Protecting new home buyers against builders’ errors

June 22 2014 by Ellen Roseman

You get a manufacturer’s warranty when buying an electrical appliance, such as a toaster, and you can purchase an extended warranty from the retailer. All this for a product that costs as little as $30 to $50.

So, when you buy a newly-built house or condo that costs $150,000 to $1+ million, you assume you will receive as much protection as when you buy an appliance.

But there’s a group of dissatisfied homeowners who write to me almost daily, complaining about problems they have experienced with Tarion Warranty Corp.

Tarion was set up by the Ontario government in 1976 to administer a statutory warranty for homes built by registered builders.

Burned buyers want to see the Ontario government set up an independent value-for-money audit of Tarion’s operations. Here is what they say:

Tarion is too close to the builders it’s supposed to regulate and doesn’t have a clear consumer mandate.

When consumers try to appeal Tarion’s decisions at a tribunal, they often find Tarion sends its own lawyers to testify against them.

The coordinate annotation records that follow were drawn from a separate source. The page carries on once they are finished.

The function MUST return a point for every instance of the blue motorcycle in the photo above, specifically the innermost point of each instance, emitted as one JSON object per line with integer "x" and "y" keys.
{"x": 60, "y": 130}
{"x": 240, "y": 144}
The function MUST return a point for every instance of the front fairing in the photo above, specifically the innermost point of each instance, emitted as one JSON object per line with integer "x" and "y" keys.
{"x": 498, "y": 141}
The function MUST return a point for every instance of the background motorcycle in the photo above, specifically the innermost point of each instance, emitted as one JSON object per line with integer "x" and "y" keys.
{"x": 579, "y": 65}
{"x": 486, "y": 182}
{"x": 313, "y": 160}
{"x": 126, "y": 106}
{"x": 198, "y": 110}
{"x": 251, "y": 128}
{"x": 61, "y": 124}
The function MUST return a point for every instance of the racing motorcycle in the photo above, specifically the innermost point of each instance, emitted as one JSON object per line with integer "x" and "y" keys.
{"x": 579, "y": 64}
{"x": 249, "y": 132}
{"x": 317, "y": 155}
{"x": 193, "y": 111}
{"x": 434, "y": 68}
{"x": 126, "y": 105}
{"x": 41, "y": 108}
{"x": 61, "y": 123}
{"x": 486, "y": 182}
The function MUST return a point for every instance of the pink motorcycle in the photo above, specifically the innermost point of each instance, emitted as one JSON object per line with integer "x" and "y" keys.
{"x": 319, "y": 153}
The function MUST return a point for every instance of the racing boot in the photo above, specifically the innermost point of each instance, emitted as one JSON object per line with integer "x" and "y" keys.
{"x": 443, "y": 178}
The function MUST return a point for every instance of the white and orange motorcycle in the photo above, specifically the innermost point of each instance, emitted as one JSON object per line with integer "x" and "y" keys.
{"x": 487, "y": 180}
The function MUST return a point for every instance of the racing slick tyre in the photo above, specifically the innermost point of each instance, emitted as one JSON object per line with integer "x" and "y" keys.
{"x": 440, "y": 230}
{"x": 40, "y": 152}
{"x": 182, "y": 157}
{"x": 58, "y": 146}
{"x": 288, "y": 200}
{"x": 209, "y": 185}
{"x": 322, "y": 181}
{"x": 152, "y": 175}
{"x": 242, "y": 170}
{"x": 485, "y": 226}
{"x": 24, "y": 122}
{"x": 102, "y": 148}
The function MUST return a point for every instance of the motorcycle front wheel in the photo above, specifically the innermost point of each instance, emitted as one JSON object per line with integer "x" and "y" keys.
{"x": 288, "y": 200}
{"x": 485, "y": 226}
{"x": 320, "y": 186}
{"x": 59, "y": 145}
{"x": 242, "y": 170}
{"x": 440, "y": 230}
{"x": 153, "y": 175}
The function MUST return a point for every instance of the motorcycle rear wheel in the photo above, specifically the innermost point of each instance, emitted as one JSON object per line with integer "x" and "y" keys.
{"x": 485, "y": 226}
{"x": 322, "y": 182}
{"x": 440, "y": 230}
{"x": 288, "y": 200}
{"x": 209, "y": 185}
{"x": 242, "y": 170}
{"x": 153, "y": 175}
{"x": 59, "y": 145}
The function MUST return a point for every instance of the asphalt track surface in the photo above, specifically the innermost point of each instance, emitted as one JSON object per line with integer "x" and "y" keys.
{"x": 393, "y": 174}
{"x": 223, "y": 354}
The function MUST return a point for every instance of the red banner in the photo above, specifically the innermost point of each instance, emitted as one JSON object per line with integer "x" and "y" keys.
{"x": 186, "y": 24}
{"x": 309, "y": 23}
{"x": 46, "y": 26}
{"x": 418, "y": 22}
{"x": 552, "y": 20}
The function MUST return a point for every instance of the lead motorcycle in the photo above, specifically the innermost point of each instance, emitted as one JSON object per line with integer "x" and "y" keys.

Tarion has a monopoly on home warranties. It reports to the Ontario consumer ministry, but it can’t be investigated by the Auditor General or the Ontario Ombudsman.

Last week, I did a Toronto Star column about being invited to a media breakfast at Tarion’s office to be told of a major repair (more than $5 million) done to 23 homes that had cracked foundations as a result of land settling and sinking.

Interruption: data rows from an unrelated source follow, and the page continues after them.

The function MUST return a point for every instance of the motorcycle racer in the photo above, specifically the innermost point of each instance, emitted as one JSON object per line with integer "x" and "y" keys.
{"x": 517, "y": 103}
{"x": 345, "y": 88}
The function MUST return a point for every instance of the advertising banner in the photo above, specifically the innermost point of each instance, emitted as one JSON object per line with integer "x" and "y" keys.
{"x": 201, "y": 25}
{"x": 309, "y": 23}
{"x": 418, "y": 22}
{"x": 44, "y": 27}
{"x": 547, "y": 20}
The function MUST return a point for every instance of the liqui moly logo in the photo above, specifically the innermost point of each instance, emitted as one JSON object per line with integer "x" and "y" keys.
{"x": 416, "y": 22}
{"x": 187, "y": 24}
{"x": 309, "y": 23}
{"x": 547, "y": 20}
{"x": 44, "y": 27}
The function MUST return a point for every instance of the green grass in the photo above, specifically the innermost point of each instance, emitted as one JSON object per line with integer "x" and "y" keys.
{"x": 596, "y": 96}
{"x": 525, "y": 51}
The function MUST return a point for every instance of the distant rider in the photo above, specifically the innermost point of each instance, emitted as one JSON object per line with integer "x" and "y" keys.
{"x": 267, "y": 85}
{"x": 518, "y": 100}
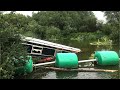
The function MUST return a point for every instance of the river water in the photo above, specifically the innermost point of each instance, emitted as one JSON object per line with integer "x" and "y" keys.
{"x": 87, "y": 50}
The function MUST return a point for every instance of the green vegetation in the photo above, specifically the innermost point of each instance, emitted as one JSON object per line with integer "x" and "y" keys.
{"x": 52, "y": 25}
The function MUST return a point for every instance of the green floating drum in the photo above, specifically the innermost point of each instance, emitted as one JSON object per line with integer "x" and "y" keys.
{"x": 66, "y": 60}
{"x": 106, "y": 57}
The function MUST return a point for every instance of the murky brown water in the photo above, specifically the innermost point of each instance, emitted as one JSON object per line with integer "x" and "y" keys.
{"x": 87, "y": 50}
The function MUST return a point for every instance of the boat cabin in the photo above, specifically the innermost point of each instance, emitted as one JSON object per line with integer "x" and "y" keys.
{"x": 39, "y": 47}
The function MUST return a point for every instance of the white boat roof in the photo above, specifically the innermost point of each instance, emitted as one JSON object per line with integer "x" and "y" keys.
{"x": 51, "y": 44}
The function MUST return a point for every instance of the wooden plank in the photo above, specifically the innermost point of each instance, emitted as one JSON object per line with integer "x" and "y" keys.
{"x": 91, "y": 60}
{"x": 51, "y": 44}
{"x": 79, "y": 69}
{"x": 41, "y": 64}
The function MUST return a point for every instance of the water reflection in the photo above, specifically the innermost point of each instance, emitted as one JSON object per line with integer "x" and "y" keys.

Some Tarion dissidents wanted to comment on this story, but didn’t get a chance because the Star closed off comments quickly. They can do so here.

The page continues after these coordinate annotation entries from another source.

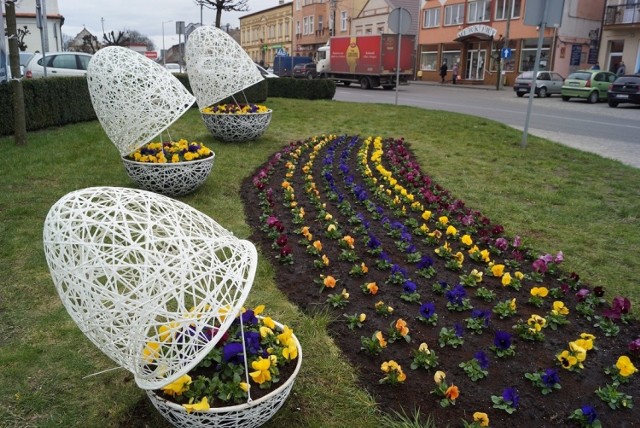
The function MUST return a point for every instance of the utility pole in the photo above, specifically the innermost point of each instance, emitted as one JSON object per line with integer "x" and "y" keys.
{"x": 19, "y": 120}
{"x": 506, "y": 44}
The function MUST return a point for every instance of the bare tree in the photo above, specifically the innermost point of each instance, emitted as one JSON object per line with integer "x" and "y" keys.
{"x": 20, "y": 34}
{"x": 90, "y": 44}
{"x": 224, "y": 5}
{"x": 136, "y": 37}
{"x": 110, "y": 39}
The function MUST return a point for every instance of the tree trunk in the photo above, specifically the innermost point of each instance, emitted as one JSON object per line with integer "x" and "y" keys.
{"x": 19, "y": 121}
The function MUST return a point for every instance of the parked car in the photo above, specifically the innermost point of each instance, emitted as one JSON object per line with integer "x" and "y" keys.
{"x": 547, "y": 83}
{"x": 307, "y": 70}
{"x": 625, "y": 89}
{"x": 265, "y": 72}
{"x": 589, "y": 84}
{"x": 173, "y": 67}
{"x": 58, "y": 64}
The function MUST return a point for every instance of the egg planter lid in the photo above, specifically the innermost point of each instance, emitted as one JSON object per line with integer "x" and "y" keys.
{"x": 218, "y": 66}
{"x": 135, "y": 99}
{"x": 151, "y": 281}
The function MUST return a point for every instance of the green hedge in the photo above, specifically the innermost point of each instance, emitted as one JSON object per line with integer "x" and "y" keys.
{"x": 58, "y": 101}
{"x": 309, "y": 89}
{"x": 48, "y": 102}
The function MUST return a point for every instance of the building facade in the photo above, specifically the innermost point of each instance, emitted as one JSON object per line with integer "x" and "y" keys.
{"x": 26, "y": 17}
{"x": 263, "y": 34}
{"x": 621, "y": 36}
{"x": 489, "y": 39}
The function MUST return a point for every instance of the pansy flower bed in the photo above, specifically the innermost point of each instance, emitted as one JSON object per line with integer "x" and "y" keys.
{"x": 434, "y": 304}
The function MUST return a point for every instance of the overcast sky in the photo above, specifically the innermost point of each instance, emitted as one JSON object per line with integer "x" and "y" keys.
{"x": 145, "y": 16}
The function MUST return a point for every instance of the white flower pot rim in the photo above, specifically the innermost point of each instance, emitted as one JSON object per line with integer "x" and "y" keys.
{"x": 167, "y": 164}
{"x": 252, "y": 403}
{"x": 236, "y": 114}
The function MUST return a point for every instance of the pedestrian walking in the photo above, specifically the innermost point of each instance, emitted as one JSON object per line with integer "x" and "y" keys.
{"x": 443, "y": 72}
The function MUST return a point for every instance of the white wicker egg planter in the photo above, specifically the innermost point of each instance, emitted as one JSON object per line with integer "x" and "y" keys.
{"x": 237, "y": 127}
{"x": 247, "y": 415}
{"x": 171, "y": 179}
{"x": 127, "y": 263}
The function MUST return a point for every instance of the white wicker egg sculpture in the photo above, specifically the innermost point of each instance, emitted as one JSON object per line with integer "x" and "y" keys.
{"x": 217, "y": 65}
{"x": 152, "y": 282}
{"x": 135, "y": 98}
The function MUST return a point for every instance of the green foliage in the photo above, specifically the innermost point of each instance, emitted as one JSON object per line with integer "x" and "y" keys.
{"x": 311, "y": 89}
{"x": 48, "y": 102}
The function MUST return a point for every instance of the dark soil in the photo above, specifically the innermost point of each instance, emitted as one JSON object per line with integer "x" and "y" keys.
{"x": 338, "y": 161}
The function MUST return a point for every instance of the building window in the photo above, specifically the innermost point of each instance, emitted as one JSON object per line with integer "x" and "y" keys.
{"x": 431, "y": 18}
{"x": 454, "y": 14}
{"x": 479, "y": 11}
{"x": 450, "y": 58}
{"x": 428, "y": 61}
{"x": 501, "y": 9}
{"x": 528, "y": 54}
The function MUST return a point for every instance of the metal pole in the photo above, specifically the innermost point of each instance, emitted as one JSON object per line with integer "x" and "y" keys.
{"x": 164, "y": 51}
{"x": 536, "y": 66}
{"x": 40, "y": 25}
{"x": 398, "y": 53}
{"x": 506, "y": 44}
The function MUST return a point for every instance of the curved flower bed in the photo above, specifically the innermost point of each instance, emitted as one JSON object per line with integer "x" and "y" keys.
{"x": 435, "y": 303}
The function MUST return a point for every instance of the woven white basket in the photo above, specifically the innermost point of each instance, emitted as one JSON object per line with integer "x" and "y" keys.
{"x": 129, "y": 263}
{"x": 218, "y": 66}
{"x": 237, "y": 127}
{"x": 248, "y": 415}
{"x": 135, "y": 99}
{"x": 172, "y": 179}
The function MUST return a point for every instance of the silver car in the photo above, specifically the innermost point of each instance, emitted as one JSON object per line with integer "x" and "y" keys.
{"x": 547, "y": 83}
{"x": 58, "y": 64}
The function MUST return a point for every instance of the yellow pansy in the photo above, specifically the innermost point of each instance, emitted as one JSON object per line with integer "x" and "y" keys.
{"x": 201, "y": 406}
{"x": 466, "y": 240}
{"x": 261, "y": 373}
{"x": 178, "y": 386}
{"x": 625, "y": 366}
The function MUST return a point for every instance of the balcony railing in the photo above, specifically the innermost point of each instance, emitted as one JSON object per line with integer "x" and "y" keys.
{"x": 628, "y": 13}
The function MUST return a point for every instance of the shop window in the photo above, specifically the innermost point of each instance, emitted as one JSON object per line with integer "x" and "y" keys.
{"x": 479, "y": 11}
{"x": 450, "y": 57}
{"x": 431, "y": 18}
{"x": 428, "y": 61}
{"x": 528, "y": 54}
{"x": 501, "y": 9}
{"x": 454, "y": 14}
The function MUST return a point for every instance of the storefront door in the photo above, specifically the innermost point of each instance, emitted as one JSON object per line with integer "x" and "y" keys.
{"x": 475, "y": 65}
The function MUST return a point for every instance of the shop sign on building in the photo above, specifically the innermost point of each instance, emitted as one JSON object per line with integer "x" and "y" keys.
{"x": 477, "y": 29}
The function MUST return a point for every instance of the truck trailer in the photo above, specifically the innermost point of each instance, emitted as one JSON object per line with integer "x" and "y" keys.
{"x": 370, "y": 60}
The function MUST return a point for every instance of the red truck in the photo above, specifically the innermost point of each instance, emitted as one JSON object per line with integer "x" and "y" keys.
{"x": 369, "y": 60}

P.S. Here’s an update on my blog post about hiring a roofer. After getting four or five estimates, I hired a company that a reader recommended.

The work took several weeks because of rain delays and cost more than $10,000. They removed several layers of flat roof installed in the past, making my roof six inches lower than my neighbour’s on the other side.

It’s not an easy process to manage and it’s not finished yet. My neighbour found a spot the roofers had missed, which was visible from his back yard. They’re coming back tomorrow to finish the job.